Damit erteile ich Herrn Abgeordneten Kessel für die CDUFraktion das Wort.

Sehr geehrter Herr Präsident, liebe Kolleginnen und Kollegen! Digitalisierung und Globalisierung verändern unser Leben und unsere Arbeitswelt. Erwerbstätige Menschen sind heutzutage mehr denn je gefordert, ihre Qualifikationen dem sich rasant ändernden Arbeitsmarkt anzupassen. Wer seine Leistungs- und Beschäftigungsfähigkeit erhalten will, ist auf Weiterbildung angewiesen. Wenn sich beispielsweise Berufe langsamer ändern als die potenzielle Einsatzmöglichkeit neuer Technologien, entscheidet die Qualifikation der Arbeitnehmerinnen und Arbeitnehmer in einem immer stärkeren Maße über Arbeitsmarkt- und Beschäftigungschancen.
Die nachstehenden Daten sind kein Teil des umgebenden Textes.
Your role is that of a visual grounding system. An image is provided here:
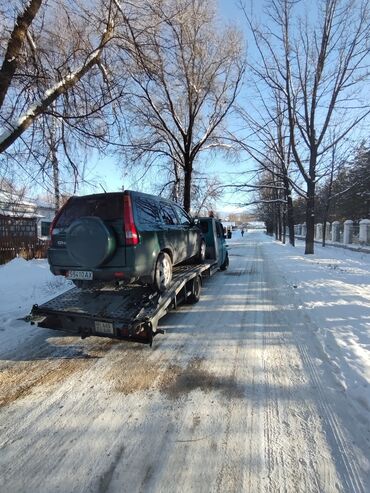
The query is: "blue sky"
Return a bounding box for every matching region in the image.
[79,0,253,211]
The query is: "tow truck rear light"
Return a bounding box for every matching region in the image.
[123,195,139,245]
[49,198,71,238]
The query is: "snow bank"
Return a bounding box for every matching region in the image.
[261,236,370,412]
[0,258,71,316]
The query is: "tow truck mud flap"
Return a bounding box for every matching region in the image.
[29,305,163,346]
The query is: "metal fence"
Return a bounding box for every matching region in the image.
[0,238,49,265]
[294,219,370,247]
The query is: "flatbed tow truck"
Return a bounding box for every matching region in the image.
[24,219,228,346]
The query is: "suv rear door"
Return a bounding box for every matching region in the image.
[174,204,200,258]
[48,193,126,268]
[160,201,187,264]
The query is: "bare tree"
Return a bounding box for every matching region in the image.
[117,0,245,211]
[0,0,133,202]
[246,0,370,254]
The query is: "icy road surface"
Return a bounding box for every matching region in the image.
[0,233,370,493]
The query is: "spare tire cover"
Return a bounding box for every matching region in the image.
[66,217,116,269]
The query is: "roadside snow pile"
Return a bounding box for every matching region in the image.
[0,258,72,316]
[263,237,370,411]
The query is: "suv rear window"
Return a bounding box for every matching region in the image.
[135,196,161,226]
[55,194,123,228]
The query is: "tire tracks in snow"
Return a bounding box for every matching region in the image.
[265,239,366,493]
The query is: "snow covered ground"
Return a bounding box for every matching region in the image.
[0,232,370,493]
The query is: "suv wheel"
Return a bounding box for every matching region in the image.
[154,252,172,293]
[186,276,202,304]
[220,252,229,270]
[197,240,206,264]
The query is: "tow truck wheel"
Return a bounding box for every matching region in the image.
[154,252,172,293]
[186,276,202,304]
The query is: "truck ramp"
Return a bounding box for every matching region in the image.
[25,260,218,345]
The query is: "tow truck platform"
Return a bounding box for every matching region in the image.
[28,260,219,346]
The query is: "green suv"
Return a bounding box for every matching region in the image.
[48,190,206,291]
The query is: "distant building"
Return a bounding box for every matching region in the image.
[0,190,55,242]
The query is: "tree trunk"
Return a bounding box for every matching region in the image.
[284,181,295,246]
[0,0,41,108]
[283,207,286,245]
[304,180,315,255]
[184,157,193,212]
[51,146,60,212]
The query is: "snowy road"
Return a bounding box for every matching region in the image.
[0,234,370,493]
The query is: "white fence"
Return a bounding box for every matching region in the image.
[294,219,370,246]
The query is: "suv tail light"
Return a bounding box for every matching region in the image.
[49,198,71,238]
[123,195,139,245]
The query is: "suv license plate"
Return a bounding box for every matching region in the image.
[67,270,92,281]
[95,320,114,334]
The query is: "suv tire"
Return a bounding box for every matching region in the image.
[153,252,172,293]
[186,276,202,305]
[66,216,116,269]
[220,252,229,270]
[197,240,206,264]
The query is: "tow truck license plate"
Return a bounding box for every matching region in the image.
[95,320,113,334]
[67,270,92,281]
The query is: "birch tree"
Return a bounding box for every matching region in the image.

Nach wie vor haben Geringqualifizierte und Langzeitarbeitslose trotz der guten Beschäftigungsentwicklung Schwierigkeiten, einen Arbeitsplatz zu finden. Um dem Strukturwandel am Arbeitsmarkt zu begegnen, hat das Bundeskabinett – Sie haben es gerade erwähnt – gestern einen Gesetzentwurf zur Stärkung der Chancen für Qualifizierung und für mehr Schutz in der Arbeitslosenversicherung verabschiedet, in dem wichtige arbeitsmarktpolitische Instrumente auf den Weg gebracht werden.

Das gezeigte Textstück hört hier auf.